Actually, I'd probably use one to tie just about anywhere. In theory.

Edit: one thing I disagree with in the video is the suggestion at the end to use the clip to move where they're tied. I'd just leave it in place and lead with a normal rope. I can't think that a horse getting loose with that heavy piece of metal banging around on the lead line is going to end well.


----------



## Feathers7 (Jun 11, 2019)

I'm really sorry you've had to go through this. I've been there too, and it tugged at my heartstrings for a very long time. I had a mare over 30 years old that had terrible arthritis toward the end, not able to stand well or get around. I was getting ready to make the tough call when she had an accident that took her away. You did the best you could. I'm sure it's not what you wanted for your mare - you wanted her to have a peaceful and quiet sendoff with euthanasia, but she wasn't quite able to support herself anymore for the trip. It's not your fault that you figured she could make the trip - you knew your mare well enough to make that call. Had you known otherwise, I'm sure you would have been able to consider other options for her. Either way, it was out of your hands and very unexpected.

This experience can only make you a more cautious and conscientious driver, not a worse driver. You'll be fine and even better next time you hit the road. You'll only need to learn to trust yourself again. Give yourself the same time and patience as you would your own horses - take care of yourself.

Trailering horses will always be a risk, but we'll all be here for you. Feel free to post your plans and preparations here on the forum to get have our input so you feel more confident in your decisions. So far, many are praising the 'tight fit' horse trailers that keep their horses snuggly in place, as well as 'padding down' the horses with a proper breakaway shipping halter and blankets (no loose straps).


----------



## lhoward31 (May 7, 2019)

I am so very sorry. What a terrible experience  You were good to your horse, all the way to the end. You did not mean for that to happen. So you shouldn't beat yourself up, it was a accident.

But you did want honest opinions as to what may have caused the horse to fall and what could have been done better. 
Was there shavings in the trailer? I have found that many trailers are rather slick, sometimes even with shavings unless the shavings are thick. 

I always say this. Take a ride in the back of a trailer once. Without a horse. Just standing there while someone else goes (obviously not on the highway or busy roads, just some back roads) There is NOTHING like experiencing what the horse will, to truly understand the forces. Even a slow turn will really pull on your balance if you just "stand" there, not holding on to anything with your arms or leaning (or thrown into) a side. Same with a stop. It doesn't take much and it WILL throw you forward or backward. Horses actually have to work quite hard to constantly maintain their balance and its hard to really see how much so, until you experience it.
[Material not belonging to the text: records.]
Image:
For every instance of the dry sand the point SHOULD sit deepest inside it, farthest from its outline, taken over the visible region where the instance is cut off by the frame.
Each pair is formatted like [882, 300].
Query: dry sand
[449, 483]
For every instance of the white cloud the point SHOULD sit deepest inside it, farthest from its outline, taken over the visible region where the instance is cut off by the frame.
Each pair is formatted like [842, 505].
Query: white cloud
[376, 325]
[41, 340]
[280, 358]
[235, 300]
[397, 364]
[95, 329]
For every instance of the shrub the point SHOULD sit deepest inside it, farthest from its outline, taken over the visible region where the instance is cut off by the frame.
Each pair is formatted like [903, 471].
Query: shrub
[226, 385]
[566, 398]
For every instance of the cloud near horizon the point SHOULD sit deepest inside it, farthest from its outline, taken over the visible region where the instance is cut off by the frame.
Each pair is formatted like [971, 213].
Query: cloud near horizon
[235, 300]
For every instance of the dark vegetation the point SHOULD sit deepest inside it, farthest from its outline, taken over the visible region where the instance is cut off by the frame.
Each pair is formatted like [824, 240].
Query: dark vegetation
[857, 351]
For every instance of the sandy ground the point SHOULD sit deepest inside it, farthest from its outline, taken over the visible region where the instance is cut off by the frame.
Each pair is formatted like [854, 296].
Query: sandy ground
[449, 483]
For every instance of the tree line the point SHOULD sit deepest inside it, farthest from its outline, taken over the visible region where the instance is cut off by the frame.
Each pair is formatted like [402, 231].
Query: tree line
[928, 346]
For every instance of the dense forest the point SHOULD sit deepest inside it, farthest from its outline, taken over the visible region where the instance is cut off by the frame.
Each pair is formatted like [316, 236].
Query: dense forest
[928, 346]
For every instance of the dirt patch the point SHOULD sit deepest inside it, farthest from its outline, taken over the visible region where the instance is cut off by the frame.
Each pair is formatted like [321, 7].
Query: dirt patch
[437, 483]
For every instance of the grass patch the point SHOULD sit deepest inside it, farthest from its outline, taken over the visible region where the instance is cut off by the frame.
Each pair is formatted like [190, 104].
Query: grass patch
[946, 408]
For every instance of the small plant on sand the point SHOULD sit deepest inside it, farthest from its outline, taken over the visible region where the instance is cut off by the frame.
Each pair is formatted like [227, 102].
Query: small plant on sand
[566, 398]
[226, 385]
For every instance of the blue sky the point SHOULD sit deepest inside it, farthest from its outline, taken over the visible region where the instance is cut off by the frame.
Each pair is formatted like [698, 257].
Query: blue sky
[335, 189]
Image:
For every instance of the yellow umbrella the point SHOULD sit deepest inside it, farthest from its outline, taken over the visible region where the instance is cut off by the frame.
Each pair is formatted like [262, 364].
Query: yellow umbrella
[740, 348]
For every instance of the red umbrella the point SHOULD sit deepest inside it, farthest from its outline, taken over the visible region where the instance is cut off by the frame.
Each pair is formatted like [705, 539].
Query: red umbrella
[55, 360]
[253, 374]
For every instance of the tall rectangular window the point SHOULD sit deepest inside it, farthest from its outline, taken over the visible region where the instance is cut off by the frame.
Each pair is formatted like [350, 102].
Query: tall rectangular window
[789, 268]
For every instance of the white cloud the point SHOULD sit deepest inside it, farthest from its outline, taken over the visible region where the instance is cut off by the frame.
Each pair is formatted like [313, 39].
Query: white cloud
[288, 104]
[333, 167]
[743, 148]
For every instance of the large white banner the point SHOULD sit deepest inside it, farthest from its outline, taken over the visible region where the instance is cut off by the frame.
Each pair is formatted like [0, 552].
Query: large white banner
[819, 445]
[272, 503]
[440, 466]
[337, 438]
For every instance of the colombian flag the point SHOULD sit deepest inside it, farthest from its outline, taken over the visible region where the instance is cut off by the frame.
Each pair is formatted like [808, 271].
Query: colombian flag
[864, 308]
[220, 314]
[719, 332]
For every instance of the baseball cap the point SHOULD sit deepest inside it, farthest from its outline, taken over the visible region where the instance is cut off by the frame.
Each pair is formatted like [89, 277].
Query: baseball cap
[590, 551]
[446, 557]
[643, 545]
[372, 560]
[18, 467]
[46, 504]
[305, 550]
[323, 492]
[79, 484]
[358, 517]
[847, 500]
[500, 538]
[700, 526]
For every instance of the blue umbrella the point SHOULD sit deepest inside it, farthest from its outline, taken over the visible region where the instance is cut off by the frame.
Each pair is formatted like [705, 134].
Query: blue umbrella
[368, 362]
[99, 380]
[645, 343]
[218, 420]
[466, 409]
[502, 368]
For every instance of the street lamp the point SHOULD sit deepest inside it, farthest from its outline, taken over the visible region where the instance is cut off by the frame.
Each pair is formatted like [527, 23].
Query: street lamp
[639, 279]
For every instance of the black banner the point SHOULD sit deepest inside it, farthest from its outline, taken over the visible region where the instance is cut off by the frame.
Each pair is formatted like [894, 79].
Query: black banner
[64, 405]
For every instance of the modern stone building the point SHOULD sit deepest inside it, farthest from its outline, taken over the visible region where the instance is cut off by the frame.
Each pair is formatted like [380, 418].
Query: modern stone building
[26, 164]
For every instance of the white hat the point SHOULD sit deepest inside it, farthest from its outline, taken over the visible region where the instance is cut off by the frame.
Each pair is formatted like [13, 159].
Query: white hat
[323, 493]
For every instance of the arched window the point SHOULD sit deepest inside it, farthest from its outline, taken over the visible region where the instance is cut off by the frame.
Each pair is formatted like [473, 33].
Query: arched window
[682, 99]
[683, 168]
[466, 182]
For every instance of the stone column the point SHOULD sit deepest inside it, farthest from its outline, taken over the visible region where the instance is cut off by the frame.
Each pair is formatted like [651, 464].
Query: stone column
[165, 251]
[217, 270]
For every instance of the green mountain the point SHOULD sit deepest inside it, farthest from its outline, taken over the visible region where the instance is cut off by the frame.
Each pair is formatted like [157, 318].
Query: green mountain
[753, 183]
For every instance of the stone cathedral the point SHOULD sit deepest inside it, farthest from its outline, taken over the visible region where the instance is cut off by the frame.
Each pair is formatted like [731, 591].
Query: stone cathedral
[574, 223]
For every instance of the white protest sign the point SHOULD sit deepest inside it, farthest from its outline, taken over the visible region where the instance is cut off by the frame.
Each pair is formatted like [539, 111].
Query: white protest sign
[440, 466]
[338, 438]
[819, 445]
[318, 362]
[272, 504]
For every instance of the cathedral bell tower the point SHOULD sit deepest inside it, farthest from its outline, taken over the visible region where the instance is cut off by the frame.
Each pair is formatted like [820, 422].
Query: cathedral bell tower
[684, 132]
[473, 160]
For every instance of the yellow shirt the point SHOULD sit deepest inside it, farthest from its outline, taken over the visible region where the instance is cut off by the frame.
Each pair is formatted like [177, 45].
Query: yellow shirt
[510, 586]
They don't have arms/hands to hold on to something, like we do in busses, etc. 

So yes, a relatively quick turn such you had probably literally took her off her feet, esp. with her legs being compromised and possibly standing in the middle or opposite side of where she was being pulled to by the force. That's why tying in a trailer makes me nervous. Or those dividers that cannot be removed and there is just enough room for a horse to get stuck under it if it falls. 

Trailering always carries some risk to an extend. If you tie, make sure it can and will come loose if the horse falls. A older unstable horse does better in a more enclosed trailer spot where it can and will lean left and right, and even forward and back, and be supported. 

I did take a ride in a horse trailer once, short one on back roads. Without using my arms or hands to brace or hold on. It was eye opening to say the least, but also educational. 

Again, so sorry for your loss, and take comfort that this was a well loved horse with a good life..


----------



## beau159 (Oct 4, 2010)

@SteadyOn also posted a good suggestion on the Safe Clip. I used them all summer for my horse Red (who randomly pulled back a couple times) and it works great. I never used them inside the trailer but they would be a very viable option there, if you have a slippery nylon-type lead rope on your horse.


----------



## PoptartShop (Jul 25, 2010)

So sorry this has happened. Try not to beat yourself up though. :sad:


----------



## AragoASB (Jul 12, 2020)

I'm sorry this happened. But I see the OP had to 'put her down' in the trailer. I assume with was by gunshot.
My cowboy husband had to shoot a horse he raised from a foal, trained and had for 32 years. The old horse was down and could not get up anymore up on a hill in the woods. He was suffering and it took a long time to get a vet out to the ranch. I left to get something then I heard the shot ring out. He had waited until I was gone so I would not see him cry.


----------